L'entrepreneur cubano-américain Max Álvarez a conclu ce mardi une longue interview avec le journaliste Mario J. Pentón par un message émouvant destiné aux Cubains vivant sur l'île, leur demandant de ne pas craindre les exilés et de croire que le changement arrivera.
"Ne craignez jamais ceux qui sont ici. Il y a toujours des gens bons et des gens mauvais, il n'y a pas de doute, mais la majorité d'entre nous veut la liberté des Cubains, nous voulons que les Cubains apprennent à ne pas dépendre du gouvernement, que les Cubains apprennent ce qu'est le capitalisme, et que ce soient eux qui reconstituent ce qu'on leur a enlevé il y a plus de 60 ans", a-t-il déclaré.
"Nous sommes ici uniquement pour vous aider, pas pour profiter de votre situation," a ajouté Álvarez, qui est le fondateur et président de Sunshine Gasoline Distributors, l'une des plus grandes sociétés indépendantes de distribution de carburant du sud-est des États-Unis.

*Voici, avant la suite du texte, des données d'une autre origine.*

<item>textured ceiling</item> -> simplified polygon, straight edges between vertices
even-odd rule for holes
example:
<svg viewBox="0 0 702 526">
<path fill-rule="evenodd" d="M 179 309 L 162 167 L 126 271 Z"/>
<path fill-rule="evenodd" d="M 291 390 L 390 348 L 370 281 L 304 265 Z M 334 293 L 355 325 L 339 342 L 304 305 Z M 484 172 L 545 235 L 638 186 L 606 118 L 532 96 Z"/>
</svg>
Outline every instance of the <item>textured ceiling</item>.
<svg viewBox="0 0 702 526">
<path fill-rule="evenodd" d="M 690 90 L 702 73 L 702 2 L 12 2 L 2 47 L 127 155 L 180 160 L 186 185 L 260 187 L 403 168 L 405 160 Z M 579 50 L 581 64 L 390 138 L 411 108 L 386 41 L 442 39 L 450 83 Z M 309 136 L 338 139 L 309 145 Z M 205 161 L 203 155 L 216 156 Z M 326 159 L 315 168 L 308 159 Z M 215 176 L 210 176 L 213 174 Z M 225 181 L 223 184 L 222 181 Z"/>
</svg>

Álvarez a également voulu préciser que sa position est largement partagée dans l'exil : "Et comme moi, beaucoup de Cubains pensent ainsi, il y a toujours des exceptions, mais la majorité, la majorité des Cubains qui aiment vraiment Cuba, pensent comme moi."
Le message le plus personnel, il l'a réservé à ceux qui, sur l'île, rêvent d'un avenir meilleur.
"Le message que je veux que tous ceux qui regardent retiennent, même s'ils n'ont peut-être pas eu la chance que nous avons eue en venant dans ce pays, c'est qu'une fois que vous aurez l'opportunité, vous pouvez faire autant ou bien mieux que ce que j'ai fait, car je vous assure que je ne suis pas un génie, je suis un Cubain comme les autres, très fier d'être Cubain, Espagnol et Américain", a-t-il ajouté.
L'entretien avec Pentón a également couvert le parcours personnel d'Álvarez, qui est arrivé aux États-Unis à l'âge de 13 ans en 1961 grâce à l'Opération Pedro Pan, le programme qui a transféré plus de 14 000 enfants cubains non accompagnés entre 1960 et 1962. Son histoire est marquée par la tragédie : lorsqu'il a quitté Cuba en direction de l'Espagne, son frère aîné y est mort, ce qui a signifié que ses parents ont perdu leurs deux enfants le même jour.
Tout au long de la conversation, Álvarez a catégoriquement refusé d'investir à Cuba sous le régime actuel.
Face à la proposition d'un député cubain d'ouvrir des stations-service sur l'île, il a répondu : "Tu crois que je vais aller à Cuba pour ouvrir une station-service afin de profiter de la misère de nos frères et sœurs ? Non."
En revanche, il proposa d'enseigner aux Cubains les principes du capitalisme et l'indépendance du gouvernement, allant même jusqu'à offrir les plans pour construire une station-service.
Concernant la possibilité d'une solution politique, il a été direct : Cuba se résout avec un coup de téléphone, bien qu'il ait averti que "l'on ne peut pas négocier avec des terroristes".
En mars 2026, le président Donald Trump l'a mentionné publiquement depuis la Maison Blanche comme exemple du succès cubano-américain, le décrivant comme le plus grand propriétaire de stations-service du pays.